Hands on with the Federalist Papers

Peter Ralph

2026-02-04

The Federalist Papers

From the Library of Congress:

The Federalist, commonly referred to as the Federalist Papers, is a series of 85 essays written by Alexander Hamilton, John Jay, and James Madison between October 1787 and May 1788. The essays were published anonymously, under the pen name “Publius,” in various New York state newspapers of the time.

image of the cover

from Wikimedia

A mystery

Of 85 essays,

  • five were written by John Jay
  • three were written by Alexander Hamilton and James Madison together
  • 15 were written by James Madison
  • 51 were written by Alexander Hamilton
  • but three were claimed* by both Madison and Hamilton

\(^*\) in Hamilton’s case, in a list written two days before his death by duel.

Mosteller and Wallace (1963)

Table 2.1 of counts of ‘by’, ‘from’, and ‘to’, from Mosteller and Wallace

The results (roughly)

Alexander joins forces with James Madison and John Jay To write a series of essays defending the new United States Constitution, entitled The Federalist Papers. The plan was to write a total of 25 essays, the work Divided evenly among the three men. In the end, they wrote eighty-five essays in the span of six months. John Jay got sick after writing five James Madison wrote twenty-nine. Hamilton wrote the other fifty-one!

Miranda, 2015

Mosteller and Wallace took a very hands-on and guided approach, counting numbers of certain ‘filler’ words per block of 200 words:

The words in an article were typed one word per line on a long paper tape, like adding machine tape. Then with scissors the tape was cut into slips, one word per slip . … When the counting was going on, if someone opened the door, slips of paper would fly about the room.

Mosteller, 2010, quoted in Text As Data

An exploratory approach

We’ll start with some exploration. A knee-jerk response to this question (“who wrote these eleven papers”) might be: “hey let’s do dimension reduction and see if the authors cluster”.

What do you think about this?

  • If the authors do cluster, why do you think this would happen? (i.e., where’s the signal for this coming from?)
  • If the authors do cluster, then does this give a good answer to the question?
  • Are there ways that this might mislead us?
  • What’s a more direct way you might answer the question?

Let’s have a look

set-up

import json, re
import pandas as pd
import numpy as np
import plotnine as p9
import scipy
import sklearn.decomposition, sklearn.manifold

The data

You can get the data from this file: data/federalist.json.

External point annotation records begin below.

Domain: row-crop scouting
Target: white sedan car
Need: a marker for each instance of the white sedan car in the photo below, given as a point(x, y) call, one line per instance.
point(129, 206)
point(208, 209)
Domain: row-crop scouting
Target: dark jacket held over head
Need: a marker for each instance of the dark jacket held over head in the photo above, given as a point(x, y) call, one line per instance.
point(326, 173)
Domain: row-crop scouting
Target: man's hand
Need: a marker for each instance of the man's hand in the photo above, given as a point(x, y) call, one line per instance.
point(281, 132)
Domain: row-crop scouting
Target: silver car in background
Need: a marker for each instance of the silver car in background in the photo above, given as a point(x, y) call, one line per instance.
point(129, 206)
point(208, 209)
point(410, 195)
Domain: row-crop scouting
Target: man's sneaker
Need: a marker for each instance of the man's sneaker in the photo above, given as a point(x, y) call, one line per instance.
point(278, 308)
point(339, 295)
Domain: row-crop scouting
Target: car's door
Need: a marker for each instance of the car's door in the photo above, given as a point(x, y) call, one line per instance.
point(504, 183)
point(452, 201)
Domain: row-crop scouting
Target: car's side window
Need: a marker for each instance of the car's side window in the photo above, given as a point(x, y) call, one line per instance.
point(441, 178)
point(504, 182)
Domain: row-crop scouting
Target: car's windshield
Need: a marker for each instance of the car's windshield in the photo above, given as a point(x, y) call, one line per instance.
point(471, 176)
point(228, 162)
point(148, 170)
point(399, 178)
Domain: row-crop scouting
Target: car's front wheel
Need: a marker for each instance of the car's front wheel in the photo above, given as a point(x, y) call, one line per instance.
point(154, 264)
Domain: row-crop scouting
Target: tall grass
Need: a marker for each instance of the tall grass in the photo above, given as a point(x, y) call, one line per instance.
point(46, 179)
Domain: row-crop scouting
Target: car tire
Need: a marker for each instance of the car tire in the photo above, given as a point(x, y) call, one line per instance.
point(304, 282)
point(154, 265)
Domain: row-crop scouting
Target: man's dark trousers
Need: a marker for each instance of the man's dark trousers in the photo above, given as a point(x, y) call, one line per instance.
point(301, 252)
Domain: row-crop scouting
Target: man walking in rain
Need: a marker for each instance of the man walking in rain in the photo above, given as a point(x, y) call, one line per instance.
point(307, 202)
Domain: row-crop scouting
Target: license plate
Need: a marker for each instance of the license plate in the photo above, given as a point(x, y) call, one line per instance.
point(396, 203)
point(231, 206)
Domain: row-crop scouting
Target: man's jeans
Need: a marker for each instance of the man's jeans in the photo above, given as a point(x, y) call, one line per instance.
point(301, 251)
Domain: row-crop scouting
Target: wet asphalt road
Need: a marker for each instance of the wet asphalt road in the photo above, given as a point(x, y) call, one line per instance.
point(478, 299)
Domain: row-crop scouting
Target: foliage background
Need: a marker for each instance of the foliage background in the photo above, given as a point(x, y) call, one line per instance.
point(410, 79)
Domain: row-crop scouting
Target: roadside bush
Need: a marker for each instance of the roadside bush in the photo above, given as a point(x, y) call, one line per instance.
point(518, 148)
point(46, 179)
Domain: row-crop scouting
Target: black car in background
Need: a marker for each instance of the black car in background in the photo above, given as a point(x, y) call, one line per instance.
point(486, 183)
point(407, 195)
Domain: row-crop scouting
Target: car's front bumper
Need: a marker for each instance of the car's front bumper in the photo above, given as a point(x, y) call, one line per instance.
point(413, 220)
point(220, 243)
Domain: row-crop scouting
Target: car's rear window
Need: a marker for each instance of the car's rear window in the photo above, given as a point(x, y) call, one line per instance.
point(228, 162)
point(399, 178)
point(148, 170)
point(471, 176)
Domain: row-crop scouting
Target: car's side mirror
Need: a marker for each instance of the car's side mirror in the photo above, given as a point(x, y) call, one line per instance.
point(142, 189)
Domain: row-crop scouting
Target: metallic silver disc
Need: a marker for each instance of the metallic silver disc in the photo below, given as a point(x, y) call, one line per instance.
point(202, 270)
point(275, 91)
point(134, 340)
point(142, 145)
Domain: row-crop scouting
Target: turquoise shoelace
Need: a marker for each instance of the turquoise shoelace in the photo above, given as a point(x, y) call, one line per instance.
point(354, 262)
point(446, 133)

It is a text file, where each line is a JSON entry, containing: author, text, date, title, paper_id, and venue.

with open("data/federalist.json", 'r') as f:
    text = [json.loads(line) for line in f]

info = pd.DataFrame(
    { k: [t[k] for t in text] for k in ['author', 'date', 'title', 'paper_id', 'venue']}
).assign(length = [len(t['text'].split(" ")) for t in text])
info
author date title paper_id venue length
0 HAMILTON NaN General Introduction 1 For the Independent Journal 1468
1 JAY NaN Concerning Dangers from Foreign Force and Infl... 2 For the Independent Journal 1513
2 JAY NaN The Same Subject Continued (Concerning Dangers... 3 For the Independent Journal 1310
3 JAY NaN The Same Subject Continued (Concerning Dangers... 4 For the Independent Journal 1480
4 JAY NaN The Same Subject Continued (Concerning Dangers... 5 For the Independent Journal 1214
... ... ... ... ... ... ...
80 HAMILTON NaN The Judiciary Continued, and the Distribution ... 81 From McLEAN's Edition, New York 3562
81 HAMILTON NaN The Judiciary Continued 82 From McLEAN's Edition, New York 1409
82 HAMILTON NaN The Judiciary Continued in Relation to Trial b... 83 From MCLEAN's Edition, New York 5306
83 HAMILTON NaN Certain General and Miscellaneous Objections t... 84 From McLEAN's Edition, New York 3816
84 HAMILTON NaN Concluding Remarks 85 From MCLEAN's Edition, New York 2464

85 rows × 6 columns

What’s the plan?

  1. look at, and clean the data
  2. do PCA on the word count matrix
  3. think about the results
  4. adjust how we’re doing the PCA and iterate

Cleaning:

The re.sub function will be useful.

def clean(t):
    return t

Counting:

Once it’s cleaned, let’s count:

from collections import Counter

words = np.unique(" ".join([clean(t['text']) for t in text]).split(" "))

def tabwords(x, words):
    d = Counter(x.split(" "))
    out = np.array([d[w] for w in words])
    return out

wordmat = np.array([tabwords(clean(t['text']), words) for t in text])

PCA

Let’s do it “by hand” with SVD:

x = wordmat

pcs, evals, evecs = scipy.sparse.linalg.svds(x, k=4)
eord = np.argsort(evals)[::-1]
evals = evals[eord]
evecs = evecs[eord,:]
pcs = pcs[:,eord]
pc_df = pd.concat([
    info,
    pd.DataFrame({f"PC{k+1}" : pcs[:,k] for k in range(pcs.shape[1])})
], axis=1)
loadings = pd.DataFrame(evecs.T, columns=[f"PC{k+1}" for k in range(pcs.shape[1])], index=words)